Shareholder Dispute
Shareholder disputes refer to disagreements between shareholders over their rights obligations or shares in a corporation. Disputes over ownership, money management decisions or violation of shareholder agreements are usually the reason for these disagreements.
In Canada the following are significant features of Shareholder Disputes:
1) Governance and Legal Framework: In provinces such as British Columbia, conflicts are regulated by the British Columbia Business Corporations Act (BCBCA) which provides procedures for conflict resolution such as court orders for winding up the corporation or directing the acquisition of shares.
2) Common Causes: Conflicts usually revolve around matters like conflicts of interest for shareholders, the appointment or dismissal of directors, the allocation of profits and management of the business.
3) Protecting Minority Shareholder Rights: The oppression remedy is a vital piece of legislation offered by the federal and provincial Business Corporations Acts. It enables minority shareholders to seek redress if other directors or shareholders behaviour is unfairly discriminatory or ignores their interests. To establish that, such conduct does not live up to their reasonable expectations, the claimant must furnish evidence.
4) Alternative Dispute Resolution (ADR) Techniques: ADR techniques such as arbitration or mediation are normally required in shareholder agreements. Even with the use of arbitration clauses, some disputes will still go to trial particularly when there is oppression alleged.
5) Resolution Options: These are such things as examining shareholder agreements, organizing meetings, calling in mediators or other directors, organizing buyouts or forced sales of shares, corporate dissolution and as a last measure taking matters to court or arbitration.
Following are Canada’s common causes of Shareholder Disputes:
1) Strategic disagreements: Contrasting views regarding the direction and strategy of the company like business plans, business goals or key decisions like mergers and acquisitions.

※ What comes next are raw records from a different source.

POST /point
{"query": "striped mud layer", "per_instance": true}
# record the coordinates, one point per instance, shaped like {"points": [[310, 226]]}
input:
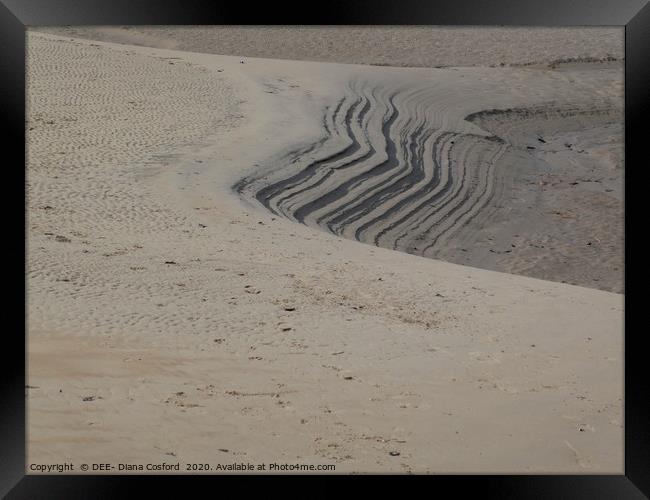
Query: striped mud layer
{"points": [[410, 169]]}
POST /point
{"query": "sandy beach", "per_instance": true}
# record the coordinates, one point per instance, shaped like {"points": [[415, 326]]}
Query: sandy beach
{"points": [[239, 259]]}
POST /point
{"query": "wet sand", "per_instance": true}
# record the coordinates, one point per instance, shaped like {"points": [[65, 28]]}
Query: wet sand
{"points": [[172, 318]]}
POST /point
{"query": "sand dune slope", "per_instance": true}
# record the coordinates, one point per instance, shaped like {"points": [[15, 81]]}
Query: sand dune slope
{"points": [[172, 319]]}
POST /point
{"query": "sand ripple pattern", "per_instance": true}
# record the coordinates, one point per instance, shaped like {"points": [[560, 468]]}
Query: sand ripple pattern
{"points": [[386, 172]]}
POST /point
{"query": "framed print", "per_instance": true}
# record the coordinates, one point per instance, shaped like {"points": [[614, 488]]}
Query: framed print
{"points": [[261, 241]]}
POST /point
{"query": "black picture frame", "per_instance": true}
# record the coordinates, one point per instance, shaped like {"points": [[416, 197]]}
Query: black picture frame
{"points": [[16, 15]]}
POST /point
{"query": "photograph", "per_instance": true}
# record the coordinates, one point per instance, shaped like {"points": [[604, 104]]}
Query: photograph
{"points": [[324, 249]]}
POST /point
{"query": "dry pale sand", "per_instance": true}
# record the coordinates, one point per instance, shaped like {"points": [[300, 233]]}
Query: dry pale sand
{"points": [[171, 319]]}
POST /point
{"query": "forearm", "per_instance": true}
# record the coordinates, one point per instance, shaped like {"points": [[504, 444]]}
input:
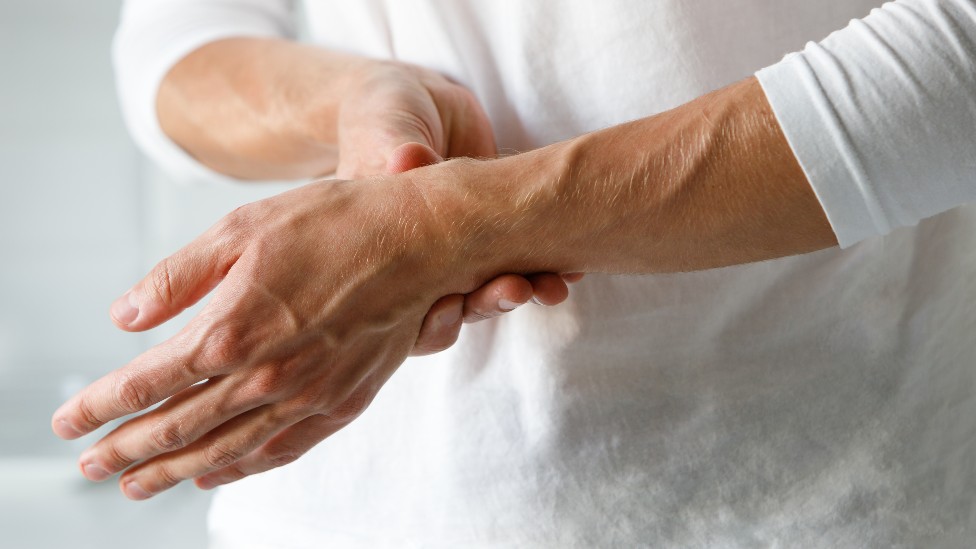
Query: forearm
{"points": [[709, 184], [258, 108]]}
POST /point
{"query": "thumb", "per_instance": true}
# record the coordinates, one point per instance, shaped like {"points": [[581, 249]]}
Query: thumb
{"points": [[410, 156]]}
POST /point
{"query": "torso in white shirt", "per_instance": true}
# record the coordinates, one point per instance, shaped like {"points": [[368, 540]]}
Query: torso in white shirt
{"points": [[827, 399]]}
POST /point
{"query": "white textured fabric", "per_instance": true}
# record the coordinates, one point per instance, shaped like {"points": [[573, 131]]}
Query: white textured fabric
{"points": [[827, 400], [882, 115]]}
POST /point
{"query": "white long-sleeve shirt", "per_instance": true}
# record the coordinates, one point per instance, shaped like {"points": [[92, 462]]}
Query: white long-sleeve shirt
{"points": [[827, 400]]}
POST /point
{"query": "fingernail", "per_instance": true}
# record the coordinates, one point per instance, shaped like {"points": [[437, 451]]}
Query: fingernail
{"points": [[125, 309], [507, 305], [64, 430], [95, 473], [134, 491]]}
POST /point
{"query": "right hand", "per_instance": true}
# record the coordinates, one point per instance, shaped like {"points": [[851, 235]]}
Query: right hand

2) Concerns about leadership and management: Disputes concerning the officers and directors’ fiduciary duties or judgment including allegations of incompetent management or conflicts of interest.
3) Breach of fiduciary duty: Claims that directors or controlling shareholders exploited minority shareholders or discriminated against them unfairly or did not act in the company’s best interests.
4) Financial disputes: Disputes related to capital contributions, tax settlement, distribution of profits, financing or disclosure of money are termed as financial disputes.
5) Power and rights of the voters: Bias treatment or disenfranchisement are relevant concerns for voting rights.
6) Definition conflicts or uncertainties in words like buy-sell and exit plans are responsible for shareholder agreement disputes.
7) Minority shareholder oppression: When minority shareholders feel that management or majority shareholders are marginalizing or treating them unfairly.
8) Share pricing and valuation: Conflicts arising from buyouts or share transfers that occur when liquidity is high.